In fact, most of the people crossing into the US at the Southern border are families and children from Central America fleeing violence, poverty, corruption, and climate change. Additionally, analyses show undocumented migrants commit far less crime, while immigrants contribute more in tax revenue than they receive in government benefits, for which they are often ineligible if they lack citizenship status.
US borders are also far from “open,” with the Biden administration turning away most adult border-crossers, while nearly 15,000 children were being held in immigration detention centres as of mid-June.
The comments came as the former president arrived in South Texas on Wednesday for a visit to the border, part of a multi-state political comeback tour that included his first major post-presidency rally in Ohio.
During his conversation with Fox’s Hannity, Mr Trump continued his long history of making inflammatory exaggerations about migrants and the border, much as he did when he announced his first campaign in 2015 with a speech saying, in part, that migrants were “rapists” who were “bringing crime”. “We never had it better, and now we’ve never had it worse,” Mr Trump said of the changes at the border.
This, like most of his claims about immigration, only has a glancing relation to the facts.

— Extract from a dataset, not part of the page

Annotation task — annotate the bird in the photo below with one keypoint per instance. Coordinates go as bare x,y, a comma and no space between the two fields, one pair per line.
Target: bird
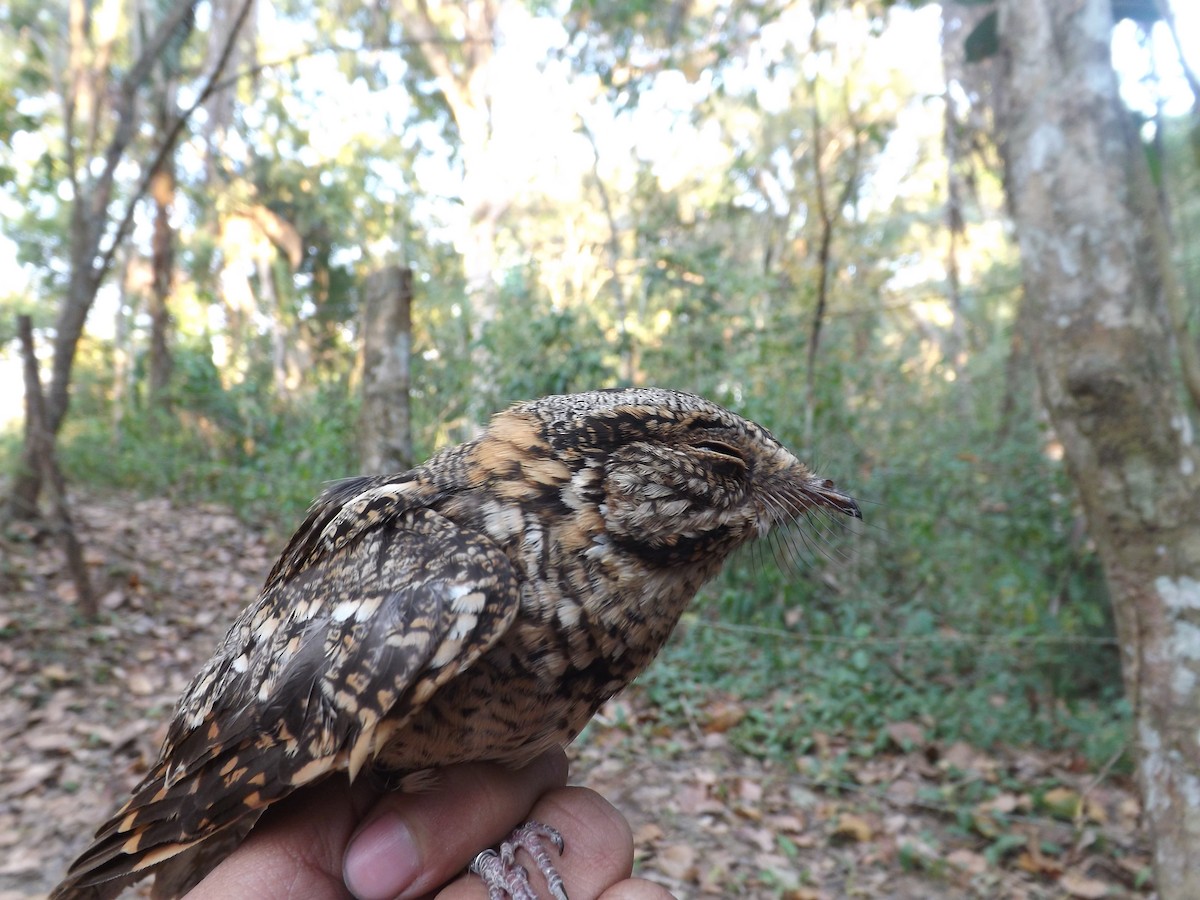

It’s true that during the Biden administration, a record number of unaccompanied minors have crossed the US-Mexico border, and, if trends continue apace, the country could see an overall record number of apprehensions.
But the idea that Donald Trump’s immigration agenda represented a clear, historical outlier in terms of a functional immigration system is far from accurate.
According to statistics compiled by the Congressional Research Service, immigration numbers during the Trump years were fairly consistent with those stretching back to 2020, with comparable numbers of apprehensions at the border. Rather than Mr Trump singlehandedly reducing immigration, it was more that he rode the tale end of an anomalous period, where border crossings were at their lowers for more than three decades.
What is unprecedented, however, are the myriad ways he slashed asylum numbers functionally to zero, especially by the end of the Covid crisis, and stranded tens of thousands of asylum seekers, pursuing their legally protected claims in the US, on the Mexico side of the border in squalid tent camps, where they were vulnerable to exploitation by cartels and others.
At the town hall, the former president also reiterated his claim that his border wall played a large part in reducing migration, even though border crossings actually shot up during his final period in office until he effectively shut down the border due to ostensible Covid concerns.
All told, the administration never carried out Mr Trump’s initial promises to build a wall spanning the entire border, instead building around 80 miles of new barriers where none previously existed. “All you needed was two more months and we would’ve had it completed,” Mr Trump said. “It really had such a huge impact.”
As The Independent reported last fall, experts say its dubious at best that the wall had any impact on overall migration flows, though it clearly did lead to a surge in migrant deaths, as border-crossers sought increasingly remote areas to cross into the country that weren’t walled off.